Jakarta (Antara Kalbar) - Mantan terpidana bandar narkoba tidak bisa menjadi kepala daerah seperti tertuang dalam Undang-Undang No 10 Tahun 2016 yang mengatur tentang pemilihan gubernur, bupati, dan walikota.

Ada dua mantan terpidana yang tidak memenuhi persyararatan yaitu mantan terpidana bandar narkoba dan yang kedua adalah mantan terpidana kejahatan seksual terhadap anak, kata Ketua Komisi Pemilihan Umum (KPU) Juri Ardiantoro di Jakarta, Selasa.

Ia mengatakan bahwa hal tersebut merupakan sebuah kemajuan yang luar biasa dalam proses politik yaitu terutama dalam proses pilkada yang memuat pesan penting tentang upaya membentengi bangsa dari bahaya narkoba.

"Sesuai undang-undang yang baru yaitu UU No 10 Tahun 2016, ada dua ketentuan yang diatur yaitu syarat kepala daerah harus bebas dari narkoba.
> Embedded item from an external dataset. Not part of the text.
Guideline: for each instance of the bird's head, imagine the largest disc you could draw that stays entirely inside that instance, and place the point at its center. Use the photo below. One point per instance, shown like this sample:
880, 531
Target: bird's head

Sedangkan ketentuan lainnya adalah mantan terpidana bandar narkoba dan juga terpidana kejahatan seksual pada anak juga tidak akan jadi kepala daerah," kata Juri dalam siaran pers.

Ia mengungkapkan betapa pentingnya seorang kepala daerah yang memiliki integritas dan bebas dari penyalahgunaan maupun peredaran gelap narkoba. Karena kepala daerah nantinya akan memimpin segala aspek kehidupan di daerahnya.

"Seperti disampaikan Kepala BNN, bahwa upaya pemberantasan narkoba akan efektif jika didukung pemerintah daerah yang dalam hal ini dikomandani oleh kepala daerah," kata Juri.

Karena pada dasarnya, kepala daerah itu memiliki peran yang sangat luar biasa dalam upaya pemberantasan narkoba sehingga perlu dipastikan bahwa seorang kepala daerah itu bebas dari narkoba, katanya.